The Crown suggested the starting point should be 17 months but Judge Edwards considered it should be around 10 months, although the possession of a firearm was an aggravating factor.
"You have a number of previous convictions for firearms, seven in fact including discharging a firearm in 2017. That takes the overall starting point to 13 months imprisonment.
"While on bail on the family violence charges Schoenwald had undertaken a course and had completed nine sessions and had another 15 to go and Judge Edwards said she would allow a discount of four months for this.
She also discounted a further three months for Schoenwald's guilty pleas, making a total of nine months in prison which equated to four and a half months' home detention.
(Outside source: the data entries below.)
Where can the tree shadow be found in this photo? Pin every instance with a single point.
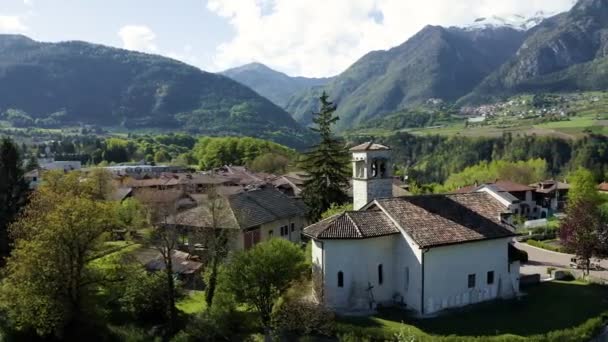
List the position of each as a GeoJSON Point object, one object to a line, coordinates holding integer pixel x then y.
{"type": "Point", "coordinates": [546, 307]}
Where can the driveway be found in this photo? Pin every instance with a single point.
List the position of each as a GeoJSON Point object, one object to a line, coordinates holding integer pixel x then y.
{"type": "Point", "coordinates": [539, 259]}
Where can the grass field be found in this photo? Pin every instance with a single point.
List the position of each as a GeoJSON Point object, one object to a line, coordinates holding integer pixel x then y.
{"type": "Point", "coordinates": [193, 303]}
{"type": "Point", "coordinates": [547, 307]}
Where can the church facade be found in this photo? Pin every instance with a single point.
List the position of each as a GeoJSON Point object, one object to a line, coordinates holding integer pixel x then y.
{"type": "Point", "coordinates": [424, 253]}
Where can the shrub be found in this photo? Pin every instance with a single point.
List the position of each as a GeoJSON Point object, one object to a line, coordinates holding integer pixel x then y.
{"type": "Point", "coordinates": [543, 245]}
{"type": "Point", "coordinates": [303, 317]}
{"type": "Point", "coordinates": [145, 297]}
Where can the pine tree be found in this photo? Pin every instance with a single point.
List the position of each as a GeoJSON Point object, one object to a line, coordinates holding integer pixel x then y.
{"type": "Point", "coordinates": [326, 164]}
{"type": "Point", "coordinates": [13, 192]}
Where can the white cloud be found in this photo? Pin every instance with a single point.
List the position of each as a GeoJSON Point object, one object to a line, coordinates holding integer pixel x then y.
{"type": "Point", "coordinates": [12, 24]}
{"type": "Point", "coordinates": [321, 38]}
{"type": "Point", "coordinates": [138, 38]}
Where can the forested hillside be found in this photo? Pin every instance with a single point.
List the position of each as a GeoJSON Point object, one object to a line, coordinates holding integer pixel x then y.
{"type": "Point", "coordinates": [273, 85]}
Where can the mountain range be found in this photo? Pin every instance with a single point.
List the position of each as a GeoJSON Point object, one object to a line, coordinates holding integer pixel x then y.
{"type": "Point", "coordinates": [484, 62]}
{"type": "Point", "coordinates": [274, 85]}
{"type": "Point", "coordinates": [71, 83]}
"I believe an electronically monitored sentence is an appropriate outcome along with supervision to address your issues with violence."
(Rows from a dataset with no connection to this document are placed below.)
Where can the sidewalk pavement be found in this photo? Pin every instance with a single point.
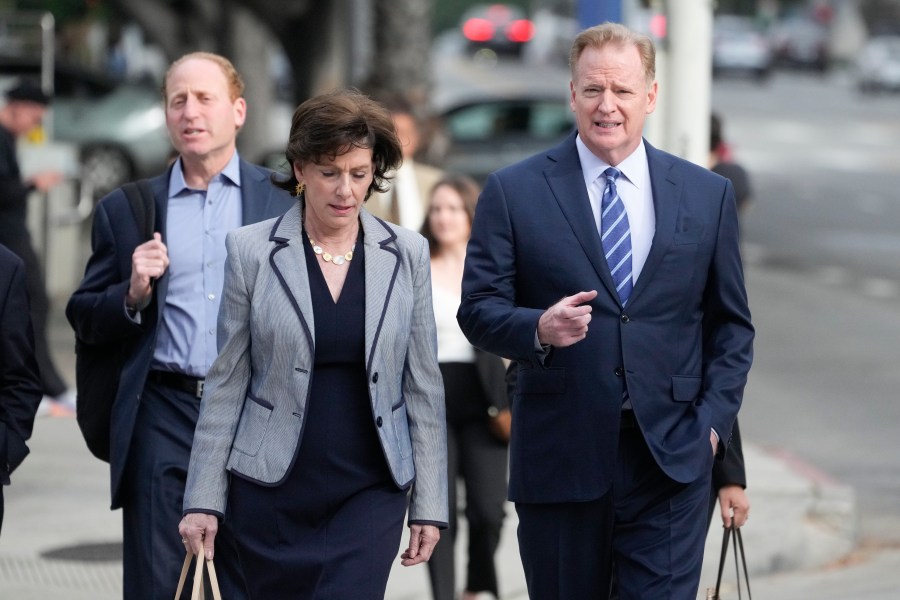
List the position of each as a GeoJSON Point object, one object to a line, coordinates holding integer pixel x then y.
{"type": "Point", "coordinates": [61, 541]}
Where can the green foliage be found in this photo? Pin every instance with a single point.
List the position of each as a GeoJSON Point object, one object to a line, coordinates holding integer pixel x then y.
{"type": "Point", "coordinates": [65, 11]}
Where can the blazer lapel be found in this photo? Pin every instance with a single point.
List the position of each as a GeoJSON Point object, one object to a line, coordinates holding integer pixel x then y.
{"type": "Point", "coordinates": [382, 263]}
{"type": "Point", "coordinates": [289, 263]}
{"type": "Point", "coordinates": [566, 180]}
{"type": "Point", "coordinates": [666, 187]}
{"type": "Point", "coordinates": [256, 194]}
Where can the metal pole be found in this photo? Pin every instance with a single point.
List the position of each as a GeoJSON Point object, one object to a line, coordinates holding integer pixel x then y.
{"type": "Point", "coordinates": [689, 79]}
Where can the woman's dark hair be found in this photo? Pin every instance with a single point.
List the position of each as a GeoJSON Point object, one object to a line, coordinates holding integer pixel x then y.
{"type": "Point", "coordinates": [467, 189]}
{"type": "Point", "coordinates": [332, 124]}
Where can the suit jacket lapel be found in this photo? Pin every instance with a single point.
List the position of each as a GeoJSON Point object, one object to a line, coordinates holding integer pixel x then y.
{"type": "Point", "coordinates": [160, 187]}
{"type": "Point", "coordinates": [566, 180]}
{"type": "Point", "coordinates": [666, 187]}
{"type": "Point", "coordinates": [382, 263]}
{"type": "Point", "coordinates": [289, 263]}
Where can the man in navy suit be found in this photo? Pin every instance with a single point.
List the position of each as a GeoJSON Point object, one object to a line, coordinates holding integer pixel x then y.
{"type": "Point", "coordinates": [20, 384]}
{"type": "Point", "coordinates": [633, 349]}
{"type": "Point", "coordinates": [161, 297]}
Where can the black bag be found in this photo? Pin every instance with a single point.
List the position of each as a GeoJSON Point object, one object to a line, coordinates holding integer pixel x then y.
{"type": "Point", "coordinates": [731, 532]}
{"type": "Point", "coordinates": [99, 366]}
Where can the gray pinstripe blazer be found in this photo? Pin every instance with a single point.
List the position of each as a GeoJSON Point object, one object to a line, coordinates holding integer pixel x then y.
{"type": "Point", "coordinates": [254, 403]}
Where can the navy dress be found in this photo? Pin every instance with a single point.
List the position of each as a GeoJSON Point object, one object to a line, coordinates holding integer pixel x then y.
{"type": "Point", "coordinates": [332, 529]}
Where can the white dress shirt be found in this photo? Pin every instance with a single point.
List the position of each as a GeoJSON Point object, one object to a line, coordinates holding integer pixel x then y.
{"type": "Point", "coordinates": [635, 191]}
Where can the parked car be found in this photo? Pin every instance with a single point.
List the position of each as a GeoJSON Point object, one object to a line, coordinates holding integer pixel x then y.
{"type": "Point", "coordinates": [119, 127]}
{"type": "Point", "coordinates": [801, 42]}
{"type": "Point", "coordinates": [503, 28]}
{"type": "Point", "coordinates": [878, 64]}
{"type": "Point", "coordinates": [740, 47]}
{"type": "Point", "coordinates": [483, 134]}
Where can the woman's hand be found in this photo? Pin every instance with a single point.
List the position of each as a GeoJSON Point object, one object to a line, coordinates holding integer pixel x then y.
{"type": "Point", "coordinates": [198, 533]}
{"type": "Point", "coordinates": [422, 540]}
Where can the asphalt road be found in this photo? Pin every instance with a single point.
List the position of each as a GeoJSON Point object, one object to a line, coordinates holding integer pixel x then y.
{"type": "Point", "coordinates": [826, 222]}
However, Judge Edwards said home detention would be a problem as Schoenwald had started a new job.
"A more appropriate end sentence is a combination of community detention and supervision."
On the violence charges, Judge Edwards sentenced Schoenwald to six months' community detention and six months' supervision. He was ordered to pay $350 in reparations to the victim.
On the firearm charge, he was sentenced to two months' community detention to be served concurrently.
Referring back to the drink-driving charge, Judge Edwards said it was while Schoenwald was on bail awaiting sentence that he committed that offence.
She sentenced him to 80 hours' community work and disqualified him from driving for a year and a day.